While opening statements are set for Wednesday in Texas in the killing of veteran Chris Kyle, hundreds of prospective jurors in the Colorado theater shooting begin returning to the courthouse for months of questioning about their views on the death penalty and mental illness. And jury selection in the Boston Marathon bombing has dragged on for more than a month, and not just because of interruptions from snowstorms.

All three cases are complicated by heavy publicity. The Boston and Colorado trials are also problematic because of the large number of people affected by the attacks and because the death penalty is on the table. Only jurors willing to sentence someone to death can be selected for such cases.

"The most difficult prospect for jury selection in high-profile cases is to ascertain which of your pool, despite what they have heard, read and seen, can keep an open mind," said Jo-Ellan Dimitrius, a jury consultant who worked on big cases such as the O.J. Simpson trial.

A look at the three sensational cases unfolding in courtrooms around the U.S.:


About 9,000 prospective jurors were summoned starting Jan. 20 for the trial of James Holmes in what experts say was the biggest jury pool in U.S. history.

During the first phase, thousands filled out 75-question surveys.

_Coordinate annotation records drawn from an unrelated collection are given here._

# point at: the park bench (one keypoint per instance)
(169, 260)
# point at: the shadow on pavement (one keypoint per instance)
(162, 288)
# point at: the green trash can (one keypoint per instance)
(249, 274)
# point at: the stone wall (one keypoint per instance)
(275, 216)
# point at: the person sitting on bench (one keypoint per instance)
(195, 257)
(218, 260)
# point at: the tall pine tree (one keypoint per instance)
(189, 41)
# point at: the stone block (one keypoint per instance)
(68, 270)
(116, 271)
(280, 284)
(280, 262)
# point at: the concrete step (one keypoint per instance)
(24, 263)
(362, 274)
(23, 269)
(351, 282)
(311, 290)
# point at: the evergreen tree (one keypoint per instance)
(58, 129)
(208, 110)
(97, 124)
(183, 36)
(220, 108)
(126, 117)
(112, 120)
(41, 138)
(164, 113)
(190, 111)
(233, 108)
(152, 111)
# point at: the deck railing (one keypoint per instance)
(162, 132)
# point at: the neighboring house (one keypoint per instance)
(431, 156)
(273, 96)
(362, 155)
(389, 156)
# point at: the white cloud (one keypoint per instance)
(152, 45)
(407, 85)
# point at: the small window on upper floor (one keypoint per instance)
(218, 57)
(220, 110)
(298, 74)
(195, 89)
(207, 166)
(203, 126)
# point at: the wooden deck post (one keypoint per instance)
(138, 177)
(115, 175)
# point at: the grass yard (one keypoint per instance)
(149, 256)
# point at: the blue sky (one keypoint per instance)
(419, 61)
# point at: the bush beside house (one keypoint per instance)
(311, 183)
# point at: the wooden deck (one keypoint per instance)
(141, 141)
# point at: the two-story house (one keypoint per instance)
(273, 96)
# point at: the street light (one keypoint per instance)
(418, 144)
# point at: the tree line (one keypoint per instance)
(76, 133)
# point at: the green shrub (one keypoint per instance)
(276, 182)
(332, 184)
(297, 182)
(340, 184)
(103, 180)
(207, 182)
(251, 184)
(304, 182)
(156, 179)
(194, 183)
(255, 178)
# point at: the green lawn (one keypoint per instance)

Hundreds will return for the second phase, which could last 16 weeks, as attorneys individually question just six people per day.

The 12 jurors ultimately picked will decide whether Holmes was insane when he killed 12 people and wounded 70 in a 2012 attack on a suburban Denver theater during a screening of the latest Batman movie. If the jury rejects his insanity claim, it will decide whether he should be executed.

The judge has already dismissed more than 1,000 people who cited various reasons for not being able to serve on the trial, which could run through October.


More than 1,350 prospective jurors were called to federal court in early January to complete a detailed, 28-page questionnaire for the trial of Dzhokhar Tsarnaev, accused in the 2013 bombing that killed three people and wounded more than 260. The jury will decide whether Tsarnaev is guilty, and if so, whether he lives or dies.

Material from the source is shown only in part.